In a clinical study investigating the abuse potential of lemborexant,
HHS concluded that lemborexant produced subjective responses that were
similar to those for the schedule IV sedative suvorexant.
[[Page 19389]]
2. Scientific Evidence of Its Pharmacological Effects, if Known
According to HHS, lemborexant primarily acts as a dual orexin
receptor antagonist and does not bind with any other CNS receptors that
are typically associated with abuse, such as opioid or cannabinoid
receptors, GABAergic, and other ion channels. According to HHS, general
behavioral studies in animals indicate that acute oral administration
of lemborexant using supratherapeutic doses (100, 300, and 1000 mg/kg),
produced no overt behavioral changes in hindlimb foot splay, forelimb
grip strength, hindlimb grip strength, and rectal temperature in cage-
side, hand-held, and open-field using functional observational methods.
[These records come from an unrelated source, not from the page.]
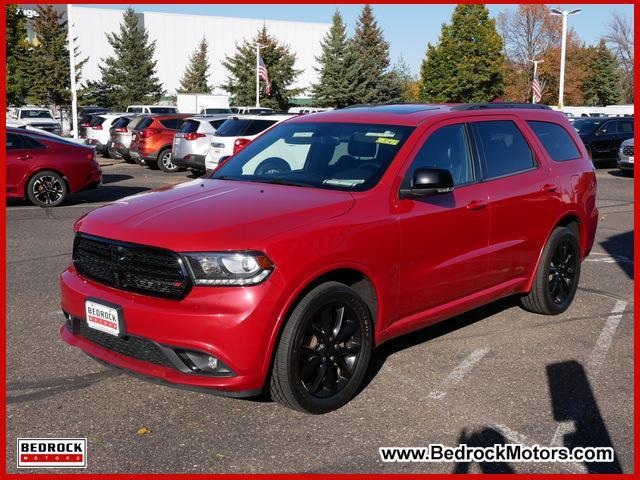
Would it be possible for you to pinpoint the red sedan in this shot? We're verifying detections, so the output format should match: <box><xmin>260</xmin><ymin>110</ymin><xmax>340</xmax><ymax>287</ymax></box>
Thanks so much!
<box><xmin>6</xmin><ymin>128</ymin><xmax>102</xmax><ymax>207</ymax></box>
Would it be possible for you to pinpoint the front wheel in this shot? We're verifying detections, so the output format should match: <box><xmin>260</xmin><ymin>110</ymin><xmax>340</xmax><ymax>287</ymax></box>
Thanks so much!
<box><xmin>270</xmin><ymin>282</ymin><xmax>373</xmax><ymax>414</ymax></box>
<box><xmin>521</xmin><ymin>227</ymin><xmax>580</xmax><ymax>315</ymax></box>
<box><xmin>27</xmin><ymin>170</ymin><xmax>68</xmax><ymax>208</ymax></box>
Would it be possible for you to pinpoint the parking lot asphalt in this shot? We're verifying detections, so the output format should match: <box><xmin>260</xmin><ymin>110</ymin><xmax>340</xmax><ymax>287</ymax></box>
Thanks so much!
<box><xmin>6</xmin><ymin>159</ymin><xmax>634</xmax><ymax>473</ymax></box>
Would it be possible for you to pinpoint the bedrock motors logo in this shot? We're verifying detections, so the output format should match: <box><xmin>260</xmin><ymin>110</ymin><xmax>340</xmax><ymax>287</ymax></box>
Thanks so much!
<box><xmin>18</xmin><ymin>438</ymin><xmax>87</xmax><ymax>468</ymax></box>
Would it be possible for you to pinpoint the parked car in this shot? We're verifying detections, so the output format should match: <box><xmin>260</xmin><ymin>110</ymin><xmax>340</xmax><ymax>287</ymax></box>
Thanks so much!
<box><xmin>85</xmin><ymin>112</ymin><xmax>126</xmax><ymax>155</ymax></box>
<box><xmin>618</xmin><ymin>138</ymin><xmax>634</xmax><ymax>177</ymax></box>
<box><xmin>573</xmin><ymin>117</ymin><xmax>633</xmax><ymax>164</ymax></box>
<box><xmin>107</xmin><ymin>113</ymin><xmax>145</xmax><ymax>163</ymax></box>
<box><xmin>15</xmin><ymin>107</ymin><xmax>62</xmax><ymax>135</ymax></box>
<box><xmin>60</xmin><ymin>104</ymin><xmax>598</xmax><ymax>413</ymax></box>
<box><xmin>6</xmin><ymin>127</ymin><xmax>102</xmax><ymax>207</ymax></box>
<box><xmin>205</xmin><ymin>115</ymin><xmax>292</xmax><ymax>170</ymax></box>
<box><xmin>127</xmin><ymin>105</ymin><xmax>178</xmax><ymax>115</ymax></box>
<box><xmin>129</xmin><ymin>113</ymin><xmax>192</xmax><ymax>173</ymax></box>
<box><xmin>171</xmin><ymin>115</ymin><xmax>229</xmax><ymax>172</ymax></box>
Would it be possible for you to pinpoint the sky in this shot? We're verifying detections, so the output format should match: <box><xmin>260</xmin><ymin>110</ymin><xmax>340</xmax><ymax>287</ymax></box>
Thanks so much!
<box><xmin>78</xmin><ymin>4</ymin><xmax>633</xmax><ymax>74</ymax></box>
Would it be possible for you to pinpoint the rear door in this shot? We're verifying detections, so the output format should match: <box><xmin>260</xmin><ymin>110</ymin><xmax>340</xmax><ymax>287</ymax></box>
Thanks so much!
<box><xmin>471</xmin><ymin>115</ymin><xmax>562</xmax><ymax>290</ymax></box>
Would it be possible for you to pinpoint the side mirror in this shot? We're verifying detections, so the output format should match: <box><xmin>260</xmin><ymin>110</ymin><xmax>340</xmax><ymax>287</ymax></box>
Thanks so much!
<box><xmin>400</xmin><ymin>168</ymin><xmax>453</xmax><ymax>198</ymax></box>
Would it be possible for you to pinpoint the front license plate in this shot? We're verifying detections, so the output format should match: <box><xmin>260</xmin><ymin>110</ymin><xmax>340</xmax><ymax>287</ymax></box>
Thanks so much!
<box><xmin>84</xmin><ymin>299</ymin><xmax>124</xmax><ymax>337</ymax></box>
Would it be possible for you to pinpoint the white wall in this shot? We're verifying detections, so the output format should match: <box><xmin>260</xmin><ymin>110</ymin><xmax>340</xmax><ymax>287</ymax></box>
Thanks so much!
<box><xmin>74</xmin><ymin>5</ymin><xmax>331</xmax><ymax>94</ymax></box>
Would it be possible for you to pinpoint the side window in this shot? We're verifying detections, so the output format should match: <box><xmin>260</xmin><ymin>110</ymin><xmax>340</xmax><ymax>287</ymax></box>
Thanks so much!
<box><xmin>527</xmin><ymin>121</ymin><xmax>580</xmax><ymax>162</ymax></box>
<box><xmin>404</xmin><ymin>124</ymin><xmax>474</xmax><ymax>186</ymax></box>
<box><xmin>473</xmin><ymin>120</ymin><xmax>536</xmax><ymax>178</ymax></box>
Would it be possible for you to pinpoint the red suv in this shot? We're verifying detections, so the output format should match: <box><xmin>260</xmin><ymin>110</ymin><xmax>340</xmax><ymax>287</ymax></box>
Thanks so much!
<box><xmin>61</xmin><ymin>104</ymin><xmax>598</xmax><ymax>413</ymax></box>
<box><xmin>129</xmin><ymin>114</ymin><xmax>193</xmax><ymax>172</ymax></box>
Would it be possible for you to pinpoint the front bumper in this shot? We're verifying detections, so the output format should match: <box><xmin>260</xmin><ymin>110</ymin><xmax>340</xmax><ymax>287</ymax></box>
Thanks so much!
<box><xmin>60</xmin><ymin>266</ymin><xmax>282</xmax><ymax>396</ymax></box>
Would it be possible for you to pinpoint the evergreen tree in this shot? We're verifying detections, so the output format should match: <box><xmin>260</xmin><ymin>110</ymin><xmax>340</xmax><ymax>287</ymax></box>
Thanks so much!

Additionally, lemborexant, even at supratherapeutic doses, does not
significantly impair motor coordination. In drug discrimination
studies, which are used to predict subjective effects in humans,
lemborexant and suvorexant (a schedule IV substance which is another
known dual orexin receptor antagonist) did not fully mimic stimulus
effects of zolpidem, a schedule IV sedative. In a self-administration
study in rhesus monkeys, the rewarding effects of lemborexant were
insufficient to produce reinforcement.
According to HHS, in a human abuse potential (HAP) study conducted
by the Sponsor, lemborexant (at therapeutic and supratherapeutic doses)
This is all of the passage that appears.